"My name, the name I use, is Matt Santos. The name I was born with is Mathias Santos. The name I might well have been born with is Matyas Szantos. I am none of these people and I am all of them."
An unexpected call from the Australian consulate makes Matt Santos aware of a painting he believes was looted from his family in Hungary during World War II. To recover it, he must repair his relationship with his judgmental father, uncover his family history, and reconnect with his own Judaism.
Along the way, Matt is torn between his doting girlfriend, Tracy, and his alluring attorney, Rachel, with whom he travels to Budapest to unearth the truth and confront the central question: How do we move forward when the past looms unreasonably large?
It pleases me enormously when the first book I read in a new year, decade in this case, is such a good read. I enjoyed this book immensely as it is full of complex characters which always appeals to me in a novel.

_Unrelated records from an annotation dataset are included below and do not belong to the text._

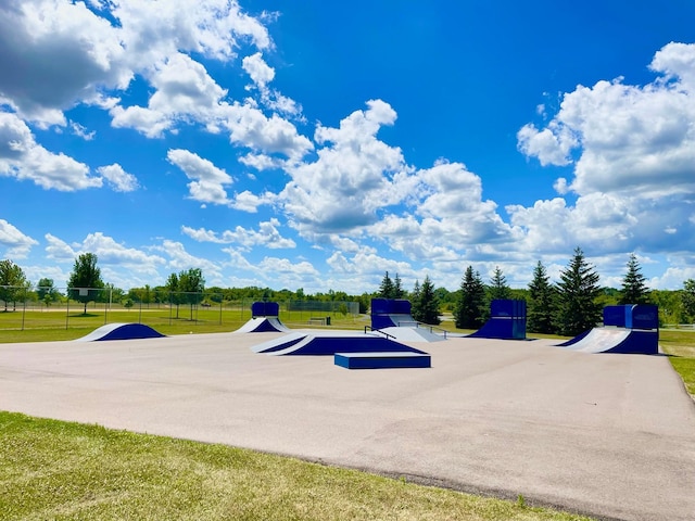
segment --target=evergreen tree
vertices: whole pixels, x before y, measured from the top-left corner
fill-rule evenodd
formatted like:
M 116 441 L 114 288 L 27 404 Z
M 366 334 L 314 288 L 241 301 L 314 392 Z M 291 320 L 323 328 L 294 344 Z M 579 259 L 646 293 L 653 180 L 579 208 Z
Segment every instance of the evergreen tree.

The novel centres around Matt, a successful actor and who's girlfriend, Tracy, is an equally successful swimwear model. They both jet around the world to various filming and modelling locations and seem to be living the American dream.
However, Matt's whole world is turned upside down upon the discovery of a painting which belonged to his family in prewar Hungary. This proves to be the opening of a whole can of worms for Matt as he seeks to make sense of the past and which forces him to confront the difficulties he has in his relationship with his father.
Matt is a very complex character and his father is equally so. Matt knows little of his fathers past, a deliberate act on the part of his father to spare his son from the horrors he experienced in Hungary during the war at the hands of the Nazi's.
For Matt the painting comes to embody a life and faith that he feels his father has denied him. The relationship between Matt and his father were the kingpin in this novel for me. We see his father through Matt's eyes and are able to sympathise with him. However, Tracy's communications with him enable us to see him from her perspective and it made me question how reliable Matt's view of his father was. It was certainly a very complex relationship and it was this that made this novel so gripping for me. As a reader, I was longing for a reconnection between them and it was this hope that kept me enthralled by this book.
It is a very intelligently written novel and I thoroughly enjoyed it. I will definitely be reading this authors other work, Harry, Revised.
ISBN: 978 037420637
Publisher: Farrar, Straus and Giroux
About the Author:
Mark Sarvas is the author of the novel Harry, Revised, which was published in more than a dozen countries around the world. His book reviews and criticism have appeared in The New York Times Book Review, The Threepenny Review, Bookforum, and many other publications. He is a member of the National Book Critics Circle, PEN America, and PEN Centre USA, and teaches novel writing at the UCLA Extension Writers' Program. A reformed blogger, he lives in Santa Monica, California.